I bought The Witcher 3 for PC 3 years ago as part of a Witcher bundle: 1, 2, 3 and all the expansions. I didn’t play any of the games for more than 1 hour. This past year I bought Witcher 3 again, like a fucking moron, for Nintendo Switch. $60 USD. I’ve played for 100 hours already. The sheer convenience of playing it on a console that boots up in 2 seconds, remembers exactly where you left off and with controllers that can be used akimbo so you don’t fuck up your wrists? Amazing. The experience is honestly amazing. Modern video game consoles have removed so much of the struggle that used to plague PC games - DirectX drivers, not enough RAM, outdated video card, you name it. I learned a lot of computer terminology from trying to get my PC games to work. The Nintendo Switch is a much better gameplay experience.

It’s also completely opaque. As much as computers suck (and they do, dear reader, computers are the worst) - in order to make things work sometimes, you can’t help but go into the guts and mess around and learn about all sorts of arcana you wouldn’t normally care about. Screen resolution, monitor refresh rate - playing PC games forced me to get curious about how computers work. I know nothing about my Nintendo Switch’s internals.

Computer games are naturally a big feeder into computer science programs. Many people think they’ll like working on games since they loved playing them so much - “I love animals, don’t butchers spend all their time with animals?”.

The core difference remains for me - modern technology is so usable and so convenient that there are few reasons to peek under the hood and get curious. The obvious advantage of this is that far more people can launch a website or a blog or a shop, the disadvantage might be that we don’t know as much about the architecture of the internet.

This is bad for two reasons - it kills curiosity and it hides the lack of security in many devices around us.

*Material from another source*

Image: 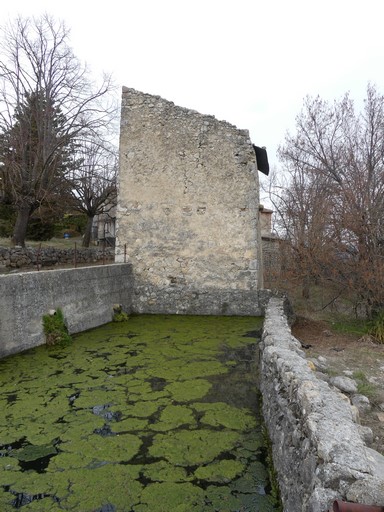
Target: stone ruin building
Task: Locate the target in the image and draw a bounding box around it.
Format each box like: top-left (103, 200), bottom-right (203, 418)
top-left (116, 87), bottom-right (267, 315)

So how do we make people curious about this stuff again, useful again? Bret Victor does it best in his talk on Inventing on Principle. You have to make the next layer of toys that allow people to see what is truly possible with computers. You can generate universes inside of these things. You can build alternate models of all kinds and that is really, really cool! It’s also really, really hard. But I think we should try to expose that a bit more rather than just make people very happy customers. At least, that’s where my heart lies.